Já para streamers e músicos, o áudio lossless sem cabos significa monitorar gravações em tempo real e editar vídeos com feedback perfeito. Produtos como mixers, microfones de lapela e fones in-ear poderão se beneficiar assim que chips NearLink chegarem ao varejo.
Automóveis, casas inteligentes e além
A China é hoje a maior exportadora de carros elétricos, e marcas como BYD, AITO e Zeekr já confirmaram a adoção do padrão. Uma aplicação de demonstração é a chave digital de alta precisão: o veículo detecta o celular a poucos centímetros de distância, distingue se você está na porta do motorista ou do passageiro e destrava apenas o lado correto, tudo em tempo quase instantâneo.
Na casa conectada, sensores de porta, câmeras de segurança e lâmpadas inteligentes podem operar por meses com uma pilha graças ao ganho energético, enquanto roteadores com Wi-Fi 7 lidam apenas com dados pesados, deixando o NearLink para controle fino e em tempo real.
Imagem: Internet
Bluetooth vs. NearLink: convivência ou ruptura?

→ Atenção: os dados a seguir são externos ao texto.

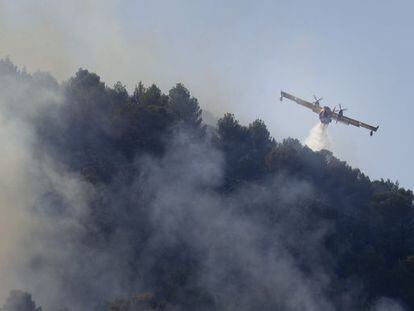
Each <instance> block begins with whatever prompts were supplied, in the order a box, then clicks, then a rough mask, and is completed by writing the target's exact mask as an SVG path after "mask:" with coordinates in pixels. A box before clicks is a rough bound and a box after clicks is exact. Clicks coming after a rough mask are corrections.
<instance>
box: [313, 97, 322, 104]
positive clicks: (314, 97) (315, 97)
mask: <svg viewBox="0 0 414 311" xmlns="http://www.w3.org/2000/svg"><path fill="white" fill-rule="evenodd" d="M313 98H315V102H314V103H315V104H318V105H319V102H320V101H321V100H322V99H323V97H321V98H319V99H318V98H317V97H316V96H315V95H313Z"/></svg>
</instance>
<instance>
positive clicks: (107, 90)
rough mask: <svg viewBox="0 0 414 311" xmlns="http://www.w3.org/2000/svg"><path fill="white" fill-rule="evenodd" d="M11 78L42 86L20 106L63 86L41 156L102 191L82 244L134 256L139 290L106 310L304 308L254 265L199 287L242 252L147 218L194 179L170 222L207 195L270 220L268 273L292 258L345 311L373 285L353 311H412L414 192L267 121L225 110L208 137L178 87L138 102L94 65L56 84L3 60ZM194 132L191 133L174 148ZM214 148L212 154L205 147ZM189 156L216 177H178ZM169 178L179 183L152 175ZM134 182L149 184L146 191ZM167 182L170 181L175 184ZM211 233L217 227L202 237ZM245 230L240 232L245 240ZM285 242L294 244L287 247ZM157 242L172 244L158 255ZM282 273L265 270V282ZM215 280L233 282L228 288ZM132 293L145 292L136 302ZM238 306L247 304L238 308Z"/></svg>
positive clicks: (34, 85) (40, 140) (41, 115)
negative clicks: (224, 253)
mask: <svg viewBox="0 0 414 311" xmlns="http://www.w3.org/2000/svg"><path fill="white" fill-rule="evenodd" d="M10 77H12V79H16V80H27V81H31V82H30V83H33V87H31V88H29V90H27V91H25V92H23V93H22V95H20V96H28V95H30V94H31V93H30V92H33V90H34V89H36V88H38V89H51V88H52V89H58V90H59V92H61V93H62V94H63V103H60V104H57V105H55V106H53V108H50V106H48V107H47V109H45V110H43V112H42V113H40V114H37V115H36V116H35V118H34V119H35V130H36V132H37V135H38V137H39V140H40V141H41V142H42V149H41V151H39V153H47V154H48V155H51V156H52V157H53V158H54V159H55V161H57V162H58V163H59V164H60V165H62V166H64V167H65V168H67V169H68V170H69V171H71V172H74V173H76V174H79V175H80V176H82V178H83V179H84V180H85V181H86V182H87V183H88V184H89V185H91V186H93V187H94V189H95V196H94V197H93V199H92V200H91V202H89V205H88V211H87V213H85V214H86V219H85V220H84V224H85V230H84V231H82V245H83V246H86V247H87V248H89V249H96V250H102V249H105V247H106V246H107V245H109V244H110V243H111V241H113V239H120V240H119V242H117V243H119V244H122V245H125V247H126V248H127V249H128V252H126V251H125V252H126V253H128V257H127V259H125V263H124V264H125V266H126V267H127V269H128V271H129V272H128V273H129V282H130V284H132V285H131V286H130V291H129V292H126V293H124V295H120V298H117V299H115V298H114V297H101V298H102V299H103V300H106V301H107V304H106V306H107V308H108V309H110V310H138V309H139V310H141V309H142V310H144V309H146V308H148V309H149V310H150V309H169V307H175V308H178V309H183V310H203V309H205V310H213V309H214V310H230V309H232V310H233V309H234V310H235V309H238V307H240V308H241V309H246V310H294V308H290V307H289V306H288V305H285V304H284V302H283V301H284V299H285V298H283V297H284V296H283V295H282V294H280V296H278V294H275V293H272V292H267V291H266V290H267V287H263V288H258V289H254V288H251V287H250V286H249V283H250V282H253V281H252V280H254V278H255V276H250V275H249V269H246V267H249V265H251V267H253V266H255V264H256V263H255V262H253V261H252V262H247V263H246V264H240V265H238V264H237V262H238V261H235V263H232V264H231V265H230V268H227V267H228V266H226V269H224V270H222V271H221V273H222V274H221V279H220V280H219V281H217V283H214V282H213V283H207V282H201V281H200V279H201V276H200V275H202V274H203V271H204V270H205V269H206V263H208V265H213V264H214V261H209V260H210V258H215V257H209V256H212V255H211V252H213V251H216V250H217V249H220V248H223V249H225V248H226V247H229V248H230V249H231V250H232V251H234V254H232V255H228V256H229V257H228V258H233V259H234V256H236V257H237V251H236V248H233V247H235V246H231V245H229V244H227V245H224V246H223V245H221V244H220V243H219V242H217V240H220V238H219V237H217V240H216V239H214V241H215V242H214V243H216V244H214V243H213V244H212V245H213V246H209V245H202V244H201V243H198V244H196V245H194V243H192V242H191V241H192V238H195V236H188V235H186V234H181V233H177V232H178V231H177V230H176V231H174V230H173V229H171V231H169V232H168V234H166V235H165V236H164V235H160V231H163V230H170V229H168V228H164V229H163V228H160V227H159V223H158V222H154V221H153V217H154V214H151V213H152V212H151V213H150V210H156V209H157V207H158V206H159V205H162V204H164V203H165V202H164V201H156V202H155V203H153V200H154V198H155V197H157V198H159V197H162V195H165V193H168V192H169V191H171V192H180V191H183V189H180V187H178V188H177V189H175V188H174V187H175V185H176V184H177V183H178V184H179V183H180V182H185V180H184V181H182V180H180V179H185V178H189V180H190V181H189V182H188V184H187V186H188V185H190V186H191V187H193V186H194V188H191V189H193V191H197V192H196V193H197V194H196V195H194V196H192V195H191V194H189V195H188V198H191V199H185V200H182V201H180V200H179V199H177V198H174V199H172V198H171V197H169V199H168V200H167V199H165V201H168V203H165V204H166V205H167V206H168V207H169V208H171V210H170V213H171V215H173V214H174V213H175V212H174V210H175V209H177V210H178V209H182V208H184V207H185V208H187V207H188V209H189V211H190V212H188V213H187V215H191V211H193V210H194V211H195V210H198V207H199V206H204V205H203V204H204V203H203V202H204V201H203V200H204V196H207V195H208V198H209V199H208V202H209V204H211V205H214V204H216V205H218V206H220V207H219V208H218V211H217V213H225V212H226V213H229V215H237V217H236V216H235V217H236V218H235V219H237V220H238V221H239V223H237V225H238V226H239V227H241V228H242V227H243V225H244V224H245V223H246V222H249V221H252V219H253V220H254V221H255V224H256V223H258V224H260V226H259V228H260V229H257V231H260V233H256V235H254V236H255V237H256V238H257V239H258V241H255V245H256V244H257V245H259V246H255V248H254V249H255V250H257V252H258V253H260V254H262V255H263V256H262V255H260V256H261V257H260V260H262V259H263V258H266V261H263V262H268V263H269V265H271V262H272V261H277V258H273V257H272V256H267V255H265V254H273V253H275V254H277V253H278V252H286V253H288V254H289V258H293V259H292V260H293V261H294V262H295V265H296V266H298V267H299V268H298V269H299V271H300V273H302V274H303V275H304V276H306V278H307V277H309V278H311V277H314V276H315V274H317V272H318V270H317V269H319V268H315V267H321V266H322V267H324V268H326V269H327V270H329V275H330V283H329V290H328V289H327V290H326V291H327V292H328V293H325V294H326V295H328V296H329V297H330V301H331V302H332V303H333V304H334V305H335V306H338V305H339V306H341V305H343V306H346V305H347V304H346V303H345V302H344V300H343V299H344V298H343V297H344V296H345V294H344V292H351V290H350V287H353V288H362V290H361V291H360V292H359V293H358V295H357V297H358V299H357V301H355V302H353V304H352V306H353V308H355V309H356V310H368V309H369V308H370V307H371V306H372V305H373V304H374V303H375V301H376V300H377V299H378V298H380V297H389V298H393V299H395V300H397V301H399V302H400V303H401V304H402V305H404V306H407V307H408V308H410V309H413V308H414V295H413V293H414V214H413V199H414V196H413V193H412V191H411V190H407V189H403V188H401V187H399V185H398V183H393V182H391V181H389V180H387V181H384V180H379V181H371V180H370V179H369V178H368V177H367V176H366V175H364V174H363V173H362V172H361V171H360V170H358V169H356V168H352V167H350V166H349V165H348V164H347V163H345V162H343V161H340V160H339V159H337V158H335V157H334V156H333V154H332V153H331V152H329V151H326V150H323V151H321V152H313V151H311V150H310V149H309V148H308V147H306V146H303V145H302V144H301V143H300V142H299V141H298V140H295V139H291V138H288V139H285V140H283V141H281V142H276V141H275V140H274V139H273V138H272V137H271V135H270V133H269V131H268V130H267V128H266V125H265V124H264V122H263V121H261V120H255V121H253V122H252V123H251V124H249V125H247V126H244V125H242V124H240V123H239V122H238V120H237V119H236V117H235V116H234V115H233V114H230V113H228V114H225V115H224V116H223V117H222V118H221V119H220V120H219V121H218V124H217V127H216V128H214V129H211V130H209V131H206V126H205V125H204V124H203V122H202V118H201V112H202V111H201V108H200V106H199V103H198V101H197V99H196V98H195V97H193V96H192V95H191V94H190V91H189V90H188V89H187V88H186V87H185V86H184V85H183V84H181V83H178V84H176V85H175V86H174V87H173V88H172V89H171V90H170V91H169V92H168V95H167V94H164V93H163V92H162V91H161V90H160V89H159V88H158V87H157V86H156V85H151V86H149V87H146V86H144V85H143V84H142V83H141V82H140V83H139V84H138V85H137V86H136V88H135V90H134V91H133V93H132V95H130V94H129V93H128V91H127V89H126V87H125V86H124V85H123V84H122V83H121V82H117V83H116V84H115V85H114V87H108V86H107V85H105V83H103V82H102V81H101V79H100V77H99V76H98V75H97V74H95V73H91V72H89V71H88V70H85V69H80V70H79V71H78V72H77V73H76V74H75V76H74V77H72V78H70V79H69V80H68V81H66V82H64V83H62V84H58V83H57V82H56V81H54V80H53V78H51V77H50V76H48V75H45V74H40V73H39V74H37V75H28V74H27V73H25V72H20V71H19V70H18V69H17V68H16V67H15V66H14V65H13V64H12V63H11V62H10V61H9V60H1V61H0V79H1V82H2V83H0V88H1V89H4V90H5V89H7V87H8V83H10V82H9V81H10V79H11V78H10ZM30 85H32V84H30ZM183 132H184V133H190V134H188V135H187V134H186V135H184V136H185V137H186V138H185V139H181V140H178V142H177V137H181V136H182V135H183V134H182V133H183ZM194 134H196V135H194ZM180 135H181V136H180ZM177 145H178V147H176V146H177ZM205 145H206V146H208V148H205V149H203V148H204V147H202V146H205ZM174 146H175V147H176V149H174V148H175V147H174ZM194 146H198V147H197V148H196V147H194ZM200 146H201V147H200ZM212 149H214V150H217V155H216V153H213V155H211V158H212V157H213V156H214V157H216V156H217V159H219V160H217V162H218V163H221V164H220V165H222V166H223V170H222V172H221V173H217V176H218V177H214V178H213V177H211V178H210V177H209V178H210V179H214V180H215V181H214V182H210V181H208V182H206V181H205V179H206V178H207V177H205V175H208V174H212V176H216V175H214V174H215V173H214V172H215V171H214V170H215V168H214V167H212V166H209V165H211V163H210V162H211V161H210V160H209V159H210V158H207V156H206V154H210V153H209V152H210V151H209V150H212ZM171 150H174V151H173V152H171ZM200 150H201V151H200ZM148 158H150V159H151V161H153V162H154V161H155V162H156V163H158V164H157V165H159V166H157V167H160V169H158V170H152V171H148V167H149V166H151V165H150V164H148V163H149V162H148V163H147V162H145V161H148V160H146V159H148ZM180 159H185V161H184V162H185V165H188V166H190V168H191V169H190V171H194V172H197V170H198V169H199V167H207V168H206V169H205V170H204V171H203V174H200V175H201V176H198V175H197V178H196V179H194V180H193V179H191V178H195V177H191V176H193V175H188V176H190V177H186V176H187V175H181V171H180V170H181V169H182V168H180V167H181V166H179V165H177V168H176V167H172V164H171V163H173V164H174V163H181V162H180ZM214 159H216V158H214ZM220 159H222V161H221V162H220ZM209 161H210V162H209ZM137 163H138V164H137ZM142 163H144V164H142ZM145 163H147V164H145ZM151 163H152V162H151ZM174 165H175V164H174ZM220 165H217V166H220ZM186 167H187V166H186ZM161 168H162V169H163V170H166V171H167V172H168V174H165V175H163V177H162V178H160V179H154V178H155V177H154V176H156V175H157V174H158V173H159V171H160V170H161ZM177 172H178V173H177ZM213 173H214V174H213ZM195 174H196V173H194V175H195ZM136 176H140V178H144V179H143V180H145V182H142V183H138V182H136ZM177 176H178V178H177ZM169 179H171V180H172V181H171V183H168V186H165V183H167V181H169ZM140 180H141V179H140ZM154 180H155V181H154ZM216 180H218V181H216ZM126 185H127V186H126ZM157 187H160V192H161V194H162V195H160V194H158V192H157V191H158V189H156V188H157ZM181 188H182V187H181ZM171 189H173V190H171ZM194 189H195V190H194ZM56 202H59V200H57V201H56ZM114 202H116V204H114ZM217 202H220V203H217ZM56 204H59V203H56ZM187 205H188V206H187ZM207 205H208V204H206V206H207ZM225 209H228V210H227V211H226V210H225ZM220 215H221V214H220ZM226 215H227V214H226ZM171 217H172V216H171ZM188 217H190V216H188ZM206 217H207V216H206ZM290 222H292V223H291V224H290ZM189 223H191V221H190V222H189ZM288 224H289V227H291V228H294V230H290V231H288V232H290V233H291V234H290V235H286V234H281V232H282V233H283V232H286V231H282V229H281V228H284V227H285V226H287V225H288ZM186 225H187V222H186V219H185V218H183V219H182V220H180V226H184V227H185V226H186ZM211 226H213V224H212V225H211ZM217 226H219V225H217ZM231 226H232V225H229V228H233V227H231ZM185 228H188V227H185ZM213 228H214V227H213ZM219 228H221V227H219ZM322 228H325V229H324V230H322ZM195 229H197V230H198V229H199V230H202V228H195ZM203 230H204V229H203ZM206 230H207V229H206ZM217 230H218V229H217ZM220 230H221V229H220ZM220 230H218V231H217V234H218V235H219V234H221V235H222V236H224V237H226V236H227V235H230V236H232V235H231V234H232V231H231V230H230V229H229V232H230V233H229V232H227V231H226V230H221V231H220ZM255 230H256V229H255ZM321 230H322V231H323V233H321V232H322V231H321ZM196 232H198V231H196ZM203 232H209V231H200V232H198V234H199V235H202V234H203ZM244 232H245V231H243V230H241V232H239V233H237V235H235V236H237V239H239V238H240V236H242V237H243V234H244ZM310 233H311V234H310ZM280 235H281V237H280ZM316 236H317V237H318V238H317V237H316ZM166 237H168V238H166ZM311 237H312V241H314V239H315V240H317V241H318V242H317V243H316V244H317V245H318V246H317V247H318V248H317V250H316V251H315V250H312V247H310V245H311V244H310V243H311V242H310V241H311V240H310V239H311ZM237 239H236V238H235V240H234V241H235V243H234V244H235V245H237V243H238V242H237V241H238V240H237ZM160 240H162V241H161V242H160ZM203 241H204V240H203ZM241 241H242V242H240V243H241V244H243V241H247V242H246V243H253V242H252V241H250V242H248V241H249V238H248V237H245V240H241ZM274 241H283V243H282V244H283V247H281V249H282V250H281V249H279V248H278V247H279V246H277V245H275V243H274ZM156 243H160V245H162V247H159V248H156V247H155V246H154V245H156ZM217 243H218V244H217ZM312 243H313V242H312ZM206 244H208V243H206ZM157 245H158V244H157ZM312 245H315V244H312ZM213 253H214V252H213ZM226 254H227V253H226ZM120 256H122V255H120ZM226 256H227V255H226ZM232 256H233V257H232ZM246 257H249V255H246ZM220 258H221V257H220ZM223 258H224V259H223V260H224V261H226V260H228V258H227V257H225V256H224V257H223ZM38 260H40V259H38ZM263 260H264V259H263ZM260 262H262V261H260ZM316 263H317V264H316ZM252 269H253V268H252ZM255 269H256V268H255ZM257 269H258V270H260V269H265V267H260V269H259V268H257ZM326 273H327V274H328V272H326ZM271 274H272V272H271V271H269V272H268V273H267V272H264V274H262V276H263V277H264V275H271ZM258 277H259V276H257V278H258ZM306 278H305V279H306ZM269 282H270V281H269ZM84 283H85V282H84ZM138 283H139V284H140V285H139V286H138V285H137V286H136V287H134V286H135V285H134V284H138ZM211 284H216V285H217V284H218V285H221V286H223V288H222V291H221V289H215V288H214V286H213V285H211ZM260 284H262V283H260ZM270 284H272V283H270ZM218 285H217V286H218ZM77 286H79V287H80V288H81V289H79V288H77ZM108 286H111V285H110V284H108ZM75 288H76V290H77V291H82V290H84V291H85V292H88V285H87V284H72V283H71V284H70V285H69V283H68V285H67V290H68V291H70V290H75ZM231 290H234V292H232V291H231ZM256 290H257V293H256ZM134 291H135V294H136V295H139V296H136V295H135V296H134V295H133V294H132V293H134ZM249 291H255V294H254V297H256V298H255V300H253V299H252V300H249V301H248V302H247V298H243V297H247V296H249V295H248V294H247V293H249ZM145 293H146V294H145ZM229 293H232V294H229ZM234 293H240V296H239V297H233V296H232V295H234ZM252 296H253V295H252ZM231 298H233V300H231ZM242 298H243V299H242ZM111 299H112V300H111ZM240 299H241V300H240ZM236 300H240V301H243V303H245V305H244V306H242V307H241V306H238V307H237V303H236ZM16 301H19V302H18V303H19V304H20V301H23V302H22V307H16V305H17V304H16V303H17V302H16ZM96 303H97V305H99V304H101V303H102V301H97V302H96ZM240 303H242V302H240ZM23 305H25V306H23ZM230 305H231V307H229V306H230ZM69 307H70V306H69ZM140 308H141V309H140ZM336 309H337V310H341V308H340V307H336ZM1 310H4V311H6V310H16V311H17V310H19V311H26V310H38V309H36V307H35V305H34V303H33V302H32V301H31V297H30V295H28V294H24V293H20V292H12V293H11V296H10V298H8V300H7V301H6V303H5V305H4V306H3V308H2V309H1ZM344 310H346V307H344Z"/></svg>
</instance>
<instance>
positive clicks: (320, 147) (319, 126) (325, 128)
mask: <svg viewBox="0 0 414 311" xmlns="http://www.w3.org/2000/svg"><path fill="white" fill-rule="evenodd" d="M305 145H306V146H308V147H309V148H311V149H312V150H313V151H320V150H322V149H326V150H331V139H330V138H329V135H328V125H327V124H323V123H321V122H319V123H318V124H316V125H315V126H314V127H312V128H311V130H310V131H309V135H308V137H307V138H306V139H305Z"/></svg>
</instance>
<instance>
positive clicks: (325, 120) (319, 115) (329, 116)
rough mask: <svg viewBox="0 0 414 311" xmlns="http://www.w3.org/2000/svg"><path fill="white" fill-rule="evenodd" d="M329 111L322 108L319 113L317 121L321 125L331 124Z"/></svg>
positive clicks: (326, 109) (331, 120)
mask: <svg viewBox="0 0 414 311" xmlns="http://www.w3.org/2000/svg"><path fill="white" fill-rule="evenodd" d="M331 113H332V112H331V109H330V108H329V107H324V108H323V109H322V111H321V112H320V113H319V120H320V121H321V122H322V123H323V124H329V123H331V122H332V118H331Z"/></svg>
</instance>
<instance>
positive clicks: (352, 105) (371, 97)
mask: <svg viewBox="0 0 414 311" xmlns="http://www.w3.org/2000/svg"><path fill="white" fill-rule="evenodd" d="M413 11H414V3H413V2H412V1H399V0H397V1H372V0H367V1H356V0H355V1H319V0H316V1H288V0H283V1H282V0H281V1H243V0H228V1H216V0H210V1H189V0H187V1H185V0H168V1H167V0H165V1H160V0H152V1H132V0H131V1H128V0H124V1H120V0H119V1H117V0H114V1H107V0H103V1H91V0H89V1H80V0H75V1H70V2H69V1H67V2H63V1H62V2H59V1H41V0H40V1H29V0H22V1H8V0H7V1H6V0H0V57H5V56H9V57H10V58H11V60H12V61H14V62H15V63H16V64H17V65H18V66H20V67H25V68H26V69H27V70H28V71H29V72H34V71H36V70H44V71H49V72H51V73H52V74H53V75H54V76H55V77H56V78H57V79H58V80H59V81H64V80H66V79H68V78H69V77H70V76H72V75H73V74H74V73H75V72H76V71H77V69H78V68H80V67H82V68H86V69H89V70H91V71H94V72H96V73H97V74H99V75H100V76H101V78H102V79H103V80H104V81H105V82H106V83H107V84H108V85H112V84H114V83H115V82H116V81H118V80H119V81H121V82H122V83H124V84H125V85H126V86H127V88H128V89H130V90H132V89H133V87H134V86H135V84H136V83H137V82H139V81H143V82H144V83H145V84H147V85H148V84H151V83H156V84H157V85H158V86H159V87H160V88H161V89H162V90H163V91H164V92H167V91H168V90H169V89H170V88H171V87H172V86H173V85H174V84H175V83H177V82H182V83H184V84H185V85H186V86H187V87H188V88H189V89H190V91H191V93H192V95H194V96H195V97H197V98H198V99H199V102H200V104H201V106H202V107H203V108H204V109H205V110H208V111H210V112H212V113H214V114H215V115H217V116H218V117H220V116H221V115H223V113H225V112H232V113H234V114H235V116H236V118H237V119H239V120H240V122H242V123H243V124H248V123H249V122H252V121H253V120H255V119H256V118H260V119H262V120H264V121H265V122H266V125H267V126H268V129H269V131H270V132H271V135H272V136H273V137H275V139H276V140H278V141H280V140H282V139H284V138H287V137H293V138H297V139H299V140H301V141H302V142H303V141H304V140H305V139H306V137H307V135H308V133H309V131H310V129H311V128H312V127H313V126H314V125H315V124H316V123H317V122H318V117H317V115H315V114H313V113H312V112H311V111H308V110H306V109H304V108H302V107H300V106H297V105H295V104H294V103H292V102H289V101H287V100H286V101H283V102H280V101H279V94H280V91H281V90H284V91H287V92H290V93H292V94H295V95H296V96H299V97H302V98H304V99H308V100H311V99H312V97H313V95H314V94H315V95H317V96H322V97H323V98H324V100H323V101H322V103H323V104H325V105H328V106H330V107H333V106H335V105H337V104H338V103H340V104H342V106H345V107H346V108H348V110H347V111H346V113H345V114H346V115H347V116H349V117H352V118H358V119H360V120H361V121H364V122H367V123H370V124H373V125H379V126H380V128H379V130H378V132H377V133H376V134H375V135H374V136H373V137H370V136H369V132H368V131H367V130H365V129H361V128H355V127H351V126H346V125H342V124H331V125H330V126H329V129H328V131H329V136H330V139H331V142H332V151H333V153H334V155H336V156H337V157H339V158H340V159H342V160H344V161H347V162H348V163H349V164H350V165H352V166H353V167H358V168H360V169H361V170H362V171H363V172H364V173H366V174H368V175H369V176H370V177H372V178H373V179H377V178H385V179H387V178H390V179H391V180H392V181H397V180H398V181H399V182H400V184H401V185H402V186H404V187H408V188H411V189H414V177H413V172H414V166H413V164H412V156H411V154H412V153H413V152H414V142H413V138H412V135H413V133H414V125H413V124H414V123H413V122H412V116H413V115H414V106H413V98H412V95H411V90H412V87H413V82H414V78H413V72H414V62H413V60H412V58H413V55H414V41H413V40H412V39H411V38H412V30H413V29H414V19H412V16H411V15H412V12H413Z"/></svg>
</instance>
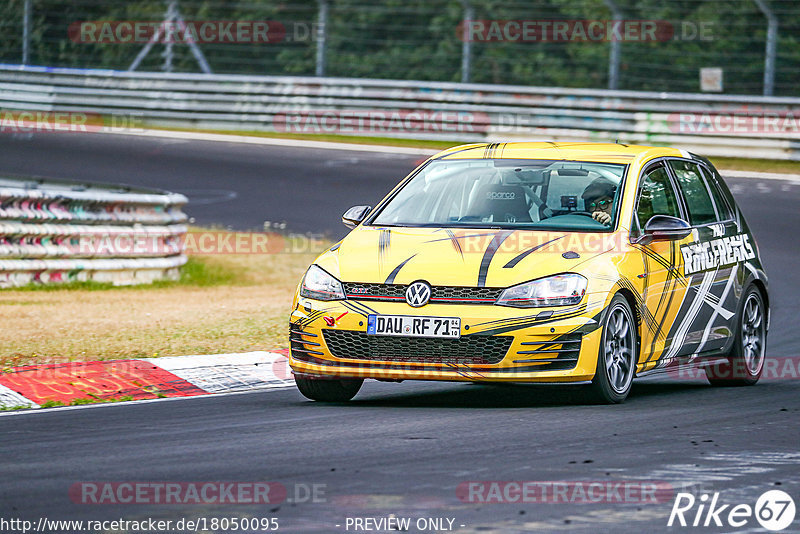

Especialistas enxergam a formação de um “muro de Berlim tecnológico”: de um lado, o ecossistema Bluetooth SIG, amparado por Apple, Samsung, Qualcomm e Broadcom; do outro, um bloco asiático que aposta no NearLink e em soluções proprietárias como Ultra-Wideband (UWB). A curto prazo, a coexistência é a saída mais provável — lembra da fase em que 3G, 4G e Wi-Fi dividiam espaço?
No entanto, se o marketing em torno de áudio de alta fidelidade e latência ultrabaixa ganhar tração, acessórios compatíveis podem chegar primeiro ao mercado chinês e, em seguida, às prateleiras globais (inclusive na Amazon). Vale lembrar que marcas como Xiaomi e Lenovo têm presença oficial no Brasil e costumam lançar periféricos competitivos por aqui.
Quando veremos produtos NearLink nas lojas?
A Huawei iniciou a certificação de chips ainda em 2023, e os primeiros headsets e canetas stylus com o protocolo já foram demonstrados na China. Analistas de mercado projetam 2025 como o ano de expansão internacional, alinhado ao cronograma do HarmonyOS Next, sistema que deixará o código Android para trás.
Para quem está pensando em renovar o setup gamer ou busca fones de ouvido hi-res, vale acompanhar lançamentos futuros: a chegada de NearLink pode ditar a próxima leva de periféricos topo de linha e, indiretamente, derrubar preços dos modelos atuais baseados em Bluetooth.
No fim das contas, a adoção massiva vai depender de parcerias globais, certificações de órgãos como a FCC (nos EUA) e, claro, do interesse de fabricantes ocidentais. Até lá, o Bluetooth reina — mas agora, com um competidor que joga em outra categoria.